Anche il sistema di gioco viene stravolto, attingendo palesemente dalla tinozza di Final Fantasy XI ma semplificandone la complessità per adattare il tutto a un pubblico più vasto. L’esplorazione è molto più libera, le ambientazioni decisamente più vaste di quanto visto nel decimo episodio, i nemici sono presenti a schermo e vengono eliminati gli scontri casuali. Il sistema di combattimento è in tempo reale, senza le classiche transizioni verso schermate di battaglia. Controlleremo un solo personaggio, mentre le azioni dei nostri compagni saranno decise da un sistema chiamato Gambit, che ci permetterà di scegliere l’approccio dei vari personaggi al manifestarsi di determinate situazioni. Il sistema è sia approfondito che funzionale, permettendoci un’alta personalizzazione delle strategie e adattandosi a vari stili di gioco. Sempre da Final Fantasy XI vengono riprese le Hunt, ovvero battute di caccia esterne alla trama di gioco volte a stanare e uccidere dei boss di gioco particolarmente potenti. Le ricompense sono svariate, e in generale si tratta di un’attività piacevole, che diversifica e spezza il gameplay promuovendo l’esplorazione del mondo. Si tratta in effetti di una versione riveduta e semplificata dei Notorius Monsters dell’undicesimo capitolo, dove invece eravamo costretti ad attendere per ore (in base al mostro potevano passare anche giorni, o addirittura settimane) prima che uno di questi boss si manifestasse ingame e avessimo la possibilità di attaccarlo.

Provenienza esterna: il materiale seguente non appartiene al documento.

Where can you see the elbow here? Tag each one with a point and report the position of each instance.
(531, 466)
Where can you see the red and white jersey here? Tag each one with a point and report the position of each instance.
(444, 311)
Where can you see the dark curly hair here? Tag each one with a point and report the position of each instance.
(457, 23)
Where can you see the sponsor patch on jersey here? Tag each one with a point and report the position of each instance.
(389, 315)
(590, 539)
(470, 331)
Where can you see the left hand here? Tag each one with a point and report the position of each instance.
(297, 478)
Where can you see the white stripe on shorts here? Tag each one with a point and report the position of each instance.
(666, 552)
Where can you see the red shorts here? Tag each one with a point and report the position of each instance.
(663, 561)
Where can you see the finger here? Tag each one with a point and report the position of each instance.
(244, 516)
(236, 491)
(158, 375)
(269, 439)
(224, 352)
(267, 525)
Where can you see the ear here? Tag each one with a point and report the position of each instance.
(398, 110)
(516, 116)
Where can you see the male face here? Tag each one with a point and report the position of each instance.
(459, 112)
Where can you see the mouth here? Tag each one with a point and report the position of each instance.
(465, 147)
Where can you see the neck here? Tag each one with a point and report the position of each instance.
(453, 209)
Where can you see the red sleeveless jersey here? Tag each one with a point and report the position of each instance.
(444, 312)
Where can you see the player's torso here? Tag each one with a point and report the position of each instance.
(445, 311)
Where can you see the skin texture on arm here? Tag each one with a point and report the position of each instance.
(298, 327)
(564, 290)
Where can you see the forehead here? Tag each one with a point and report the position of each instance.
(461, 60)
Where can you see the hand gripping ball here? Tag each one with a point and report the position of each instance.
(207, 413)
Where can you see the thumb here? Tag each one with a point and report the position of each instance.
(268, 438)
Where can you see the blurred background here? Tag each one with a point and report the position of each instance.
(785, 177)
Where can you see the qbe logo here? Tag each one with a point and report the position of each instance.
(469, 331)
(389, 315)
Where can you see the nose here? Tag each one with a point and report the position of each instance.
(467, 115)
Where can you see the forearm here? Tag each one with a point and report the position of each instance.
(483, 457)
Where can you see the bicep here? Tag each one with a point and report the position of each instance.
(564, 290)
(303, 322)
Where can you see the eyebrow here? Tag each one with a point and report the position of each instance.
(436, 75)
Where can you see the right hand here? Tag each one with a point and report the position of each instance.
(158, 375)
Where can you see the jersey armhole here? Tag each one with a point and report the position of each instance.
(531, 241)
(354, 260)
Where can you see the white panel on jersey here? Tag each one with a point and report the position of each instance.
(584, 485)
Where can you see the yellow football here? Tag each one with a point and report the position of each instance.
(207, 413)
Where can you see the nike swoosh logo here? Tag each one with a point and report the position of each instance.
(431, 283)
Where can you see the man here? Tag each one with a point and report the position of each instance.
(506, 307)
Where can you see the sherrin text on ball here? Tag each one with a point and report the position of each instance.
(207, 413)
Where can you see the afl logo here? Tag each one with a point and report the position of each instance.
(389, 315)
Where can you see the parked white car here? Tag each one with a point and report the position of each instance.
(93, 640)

Escludendo l’atipico episodio online, Final Fantasy XII è il primo titolo della serie a non fregiarsi delle musiche di Nobuo Uematsu. Il compositore aveva infatti lasciato la compagnia per mettersi in proprio e lavorare da freelance, impegnandosi principalmente nel supportare Hironobu Sakaguchi con i suoi nuovi progetti. Per qualche ignoto motivo Square Enix decise di non affidare la composizione al maestro Yasunori Mitsuda (Chrono Cross), ottenendo infine quella che è considerata la peggior colonna sonora della saga. 

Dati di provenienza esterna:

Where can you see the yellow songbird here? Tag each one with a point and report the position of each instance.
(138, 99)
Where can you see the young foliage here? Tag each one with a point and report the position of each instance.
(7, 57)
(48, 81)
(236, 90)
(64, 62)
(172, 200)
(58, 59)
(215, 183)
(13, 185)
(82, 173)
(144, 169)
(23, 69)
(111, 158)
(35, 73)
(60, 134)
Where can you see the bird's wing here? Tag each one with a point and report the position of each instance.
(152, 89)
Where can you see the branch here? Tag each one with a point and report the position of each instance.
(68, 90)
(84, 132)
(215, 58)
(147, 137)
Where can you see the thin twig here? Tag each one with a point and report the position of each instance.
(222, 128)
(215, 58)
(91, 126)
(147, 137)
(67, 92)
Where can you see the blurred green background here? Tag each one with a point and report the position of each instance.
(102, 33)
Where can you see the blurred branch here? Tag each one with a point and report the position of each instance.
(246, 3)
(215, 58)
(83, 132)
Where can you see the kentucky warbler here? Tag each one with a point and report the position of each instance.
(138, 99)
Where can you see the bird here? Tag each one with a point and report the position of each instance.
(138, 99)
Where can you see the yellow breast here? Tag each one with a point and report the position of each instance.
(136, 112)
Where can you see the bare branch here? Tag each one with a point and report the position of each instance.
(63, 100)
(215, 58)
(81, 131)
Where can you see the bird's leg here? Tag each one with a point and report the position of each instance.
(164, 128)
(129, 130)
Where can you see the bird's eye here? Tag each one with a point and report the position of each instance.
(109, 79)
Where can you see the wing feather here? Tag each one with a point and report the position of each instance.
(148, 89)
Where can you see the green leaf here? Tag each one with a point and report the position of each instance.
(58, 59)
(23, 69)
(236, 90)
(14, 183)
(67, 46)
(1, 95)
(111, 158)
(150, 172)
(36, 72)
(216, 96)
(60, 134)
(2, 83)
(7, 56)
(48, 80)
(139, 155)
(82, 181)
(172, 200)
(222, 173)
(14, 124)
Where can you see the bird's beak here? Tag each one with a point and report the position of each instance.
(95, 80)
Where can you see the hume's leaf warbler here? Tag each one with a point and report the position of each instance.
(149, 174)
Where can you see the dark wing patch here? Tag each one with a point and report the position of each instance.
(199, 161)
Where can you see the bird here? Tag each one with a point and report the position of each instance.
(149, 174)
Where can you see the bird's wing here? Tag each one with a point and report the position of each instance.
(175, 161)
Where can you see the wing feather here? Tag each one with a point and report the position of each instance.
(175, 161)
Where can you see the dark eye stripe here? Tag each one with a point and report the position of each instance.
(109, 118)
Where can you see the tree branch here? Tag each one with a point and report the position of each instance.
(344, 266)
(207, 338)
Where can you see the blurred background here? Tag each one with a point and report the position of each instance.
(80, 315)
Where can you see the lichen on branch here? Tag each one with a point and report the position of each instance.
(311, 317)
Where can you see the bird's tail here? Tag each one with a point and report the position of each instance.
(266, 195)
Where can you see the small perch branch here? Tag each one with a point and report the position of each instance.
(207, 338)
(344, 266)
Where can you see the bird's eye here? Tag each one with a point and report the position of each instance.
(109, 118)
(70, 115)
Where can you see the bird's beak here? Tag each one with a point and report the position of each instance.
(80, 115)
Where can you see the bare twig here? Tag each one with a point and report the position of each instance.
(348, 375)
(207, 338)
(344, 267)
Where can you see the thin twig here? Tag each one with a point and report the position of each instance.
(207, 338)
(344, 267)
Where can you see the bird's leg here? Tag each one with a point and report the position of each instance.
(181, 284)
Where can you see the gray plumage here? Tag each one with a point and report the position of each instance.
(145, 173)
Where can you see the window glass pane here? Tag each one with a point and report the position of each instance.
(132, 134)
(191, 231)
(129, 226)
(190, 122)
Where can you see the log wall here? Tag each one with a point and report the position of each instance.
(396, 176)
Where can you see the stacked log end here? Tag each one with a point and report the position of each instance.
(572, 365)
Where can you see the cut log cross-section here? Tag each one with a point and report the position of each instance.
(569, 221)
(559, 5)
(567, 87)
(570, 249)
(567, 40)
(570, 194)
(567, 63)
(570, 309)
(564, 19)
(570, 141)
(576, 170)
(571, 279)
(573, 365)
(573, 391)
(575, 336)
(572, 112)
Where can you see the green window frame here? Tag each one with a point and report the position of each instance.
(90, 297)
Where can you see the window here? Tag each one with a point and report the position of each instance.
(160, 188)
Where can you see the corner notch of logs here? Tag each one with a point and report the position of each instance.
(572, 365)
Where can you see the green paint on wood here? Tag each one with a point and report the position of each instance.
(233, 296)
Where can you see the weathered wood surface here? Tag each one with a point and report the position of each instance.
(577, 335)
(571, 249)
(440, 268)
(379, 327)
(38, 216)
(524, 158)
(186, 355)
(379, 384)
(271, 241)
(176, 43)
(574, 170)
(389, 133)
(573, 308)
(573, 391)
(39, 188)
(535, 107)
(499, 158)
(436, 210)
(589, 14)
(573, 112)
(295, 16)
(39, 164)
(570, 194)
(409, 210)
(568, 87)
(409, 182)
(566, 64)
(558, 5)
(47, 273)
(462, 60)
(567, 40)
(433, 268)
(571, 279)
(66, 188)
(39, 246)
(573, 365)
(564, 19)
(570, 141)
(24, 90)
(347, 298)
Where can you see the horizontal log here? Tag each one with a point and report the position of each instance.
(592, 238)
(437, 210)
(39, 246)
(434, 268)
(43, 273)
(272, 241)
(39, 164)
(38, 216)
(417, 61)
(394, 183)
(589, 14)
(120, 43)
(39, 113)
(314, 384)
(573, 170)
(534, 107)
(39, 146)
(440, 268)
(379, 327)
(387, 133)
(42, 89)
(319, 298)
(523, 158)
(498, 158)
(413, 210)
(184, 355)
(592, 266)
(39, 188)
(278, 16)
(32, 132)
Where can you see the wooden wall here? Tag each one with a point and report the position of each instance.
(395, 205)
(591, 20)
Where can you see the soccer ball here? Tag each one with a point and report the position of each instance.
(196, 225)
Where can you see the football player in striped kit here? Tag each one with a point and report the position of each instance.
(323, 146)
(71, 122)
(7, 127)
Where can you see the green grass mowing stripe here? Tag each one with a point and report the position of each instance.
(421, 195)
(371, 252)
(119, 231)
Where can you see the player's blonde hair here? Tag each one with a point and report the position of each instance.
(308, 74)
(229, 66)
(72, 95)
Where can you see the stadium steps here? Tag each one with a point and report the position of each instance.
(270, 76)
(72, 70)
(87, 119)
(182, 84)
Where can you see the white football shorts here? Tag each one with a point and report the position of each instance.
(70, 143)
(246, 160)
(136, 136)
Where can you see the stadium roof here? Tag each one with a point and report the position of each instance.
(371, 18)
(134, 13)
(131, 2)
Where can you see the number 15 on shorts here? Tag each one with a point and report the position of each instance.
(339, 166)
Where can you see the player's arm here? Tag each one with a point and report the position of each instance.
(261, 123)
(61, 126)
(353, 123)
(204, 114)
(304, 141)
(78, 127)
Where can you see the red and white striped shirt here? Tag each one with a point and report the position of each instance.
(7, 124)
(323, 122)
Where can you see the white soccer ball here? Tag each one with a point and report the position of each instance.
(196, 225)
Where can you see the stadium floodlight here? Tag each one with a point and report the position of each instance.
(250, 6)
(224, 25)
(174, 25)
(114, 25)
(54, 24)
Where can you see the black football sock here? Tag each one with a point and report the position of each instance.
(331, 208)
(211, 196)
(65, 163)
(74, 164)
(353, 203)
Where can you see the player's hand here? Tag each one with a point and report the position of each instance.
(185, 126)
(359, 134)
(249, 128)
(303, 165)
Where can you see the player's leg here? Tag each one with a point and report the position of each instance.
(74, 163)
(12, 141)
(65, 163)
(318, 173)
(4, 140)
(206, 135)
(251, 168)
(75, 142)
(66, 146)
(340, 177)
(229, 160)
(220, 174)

Dopo i vari Final Fantasy IX e X, ancora perfettamente in linea con la vecchia scuola, Hiromichi Tanaka si prende la responsabilità di un undicesimo capitolo che, seppur online e diverso dal solito, conserva tutto lo stile e il fascino della saga, e ancora oggi continua ad essere giocatissimo sui server di PlayOnline. Final Fantasy XII viene acclamato, vende circa 5,5 milioni di copie, tanti magazine lo eleggono gioco dell’anno, e la sua qualità è innegabile agli occhi di tutti. Ma a prescindere da tanta perfezione, un nota stonata comincia a stridere nel cuore degli appassionati di vecchia data, avvertendo di un cambiamento, gridando una mancanza difficile da razionalizzare. Il papà della saga non c’è più. Forse la fantasia finale è andata via con lui.